使用機器血管撮影装置名 / メーカー名Infinix Celeve-i / キヤノンメディカルシステムズ株式会社

造影条件

表は横スクロールでご覧いただけます。

自動注入器機種名 / メーカー名ACIST CVi / ブラッコ・ジャパン株式会社
造影剤名 / 濃度イオプロミド370注100mL「BYL」
造影剤使用量(mL)170

通常当院では、下肢の血管撮影の際は、イオジキサノール270を使用するが、PADと同じく動脈硬化が原因となる狭心症や心筋梗塞の可能性もあるため、冠動脈造影も同時に行った。その為、イオプロミド370を使用しての下肢動脈の検査、治療となった。イオジキサノール270使用の際は、造影剤:生食を8:2で希釈して使用するが、イオプロミド370では、5:5の希釈で使用。総使用造影剤量は170mLだが、下肢では100mLの使用であり、結果として造影剤量を減らす事が出来、良好な造影効果が得られた。

当該疾患の診断における血管造影の役割

PAD(末梢動脈疾患)は、動脈硬化が原因であり、本症例は維持透析患者でもあるため、血管に石灰化が多く、CTだけでは血管の内腔の評価が困難な場合がある。また血流状態が悪いため、CTでは末梢まで明瞭な造影効果を得ることが難しい。血管造影を行うことにより、石灰化部分が閉塞なのか、狭窄なのか状態の把握が可能となる。また血流に合わせて移動しながら撮影をすることにより、最適なタイミングで画像を得られる。血管径の細い末梢血管においても、DSA撮影を行うことにより、明瞭な画像を確保し、正確な血管評価を行うことが可能となる。このため、下肢足先壊疽では血管撮影を行うことにより、末梢までの血流を確認し、病変部の治療を行うことで血流が改善され、下肢切断範囲を減らす結果に繋がる。
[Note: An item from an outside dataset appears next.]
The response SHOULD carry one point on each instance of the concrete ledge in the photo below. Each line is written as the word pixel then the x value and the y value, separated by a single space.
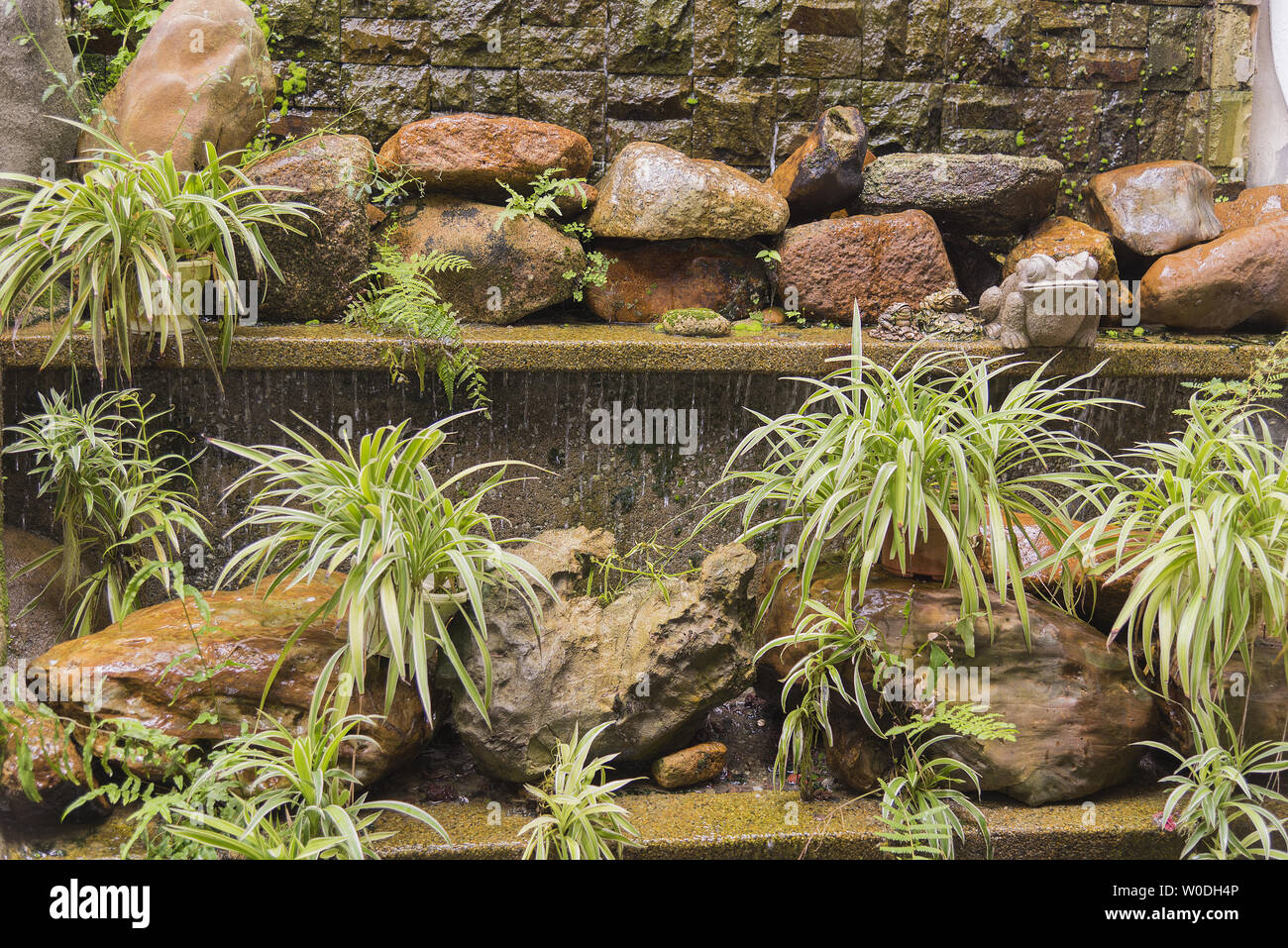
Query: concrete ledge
pixel 631 348
pixel 751 826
血管造影においての注意点としては、血流の悪い状態で造影剤を流すことで、熱感や疼痛を感じ、撮影の際に足が動いてしまい、撮影が上手くいかないことがあるので、患者への声かけや、足の固定などが必要となる。また、末梢血管の治療の場合は撮影回数が多くなる可能性があり、造影剤の使用量が増えてしまうことがあるので、注意する必要がある。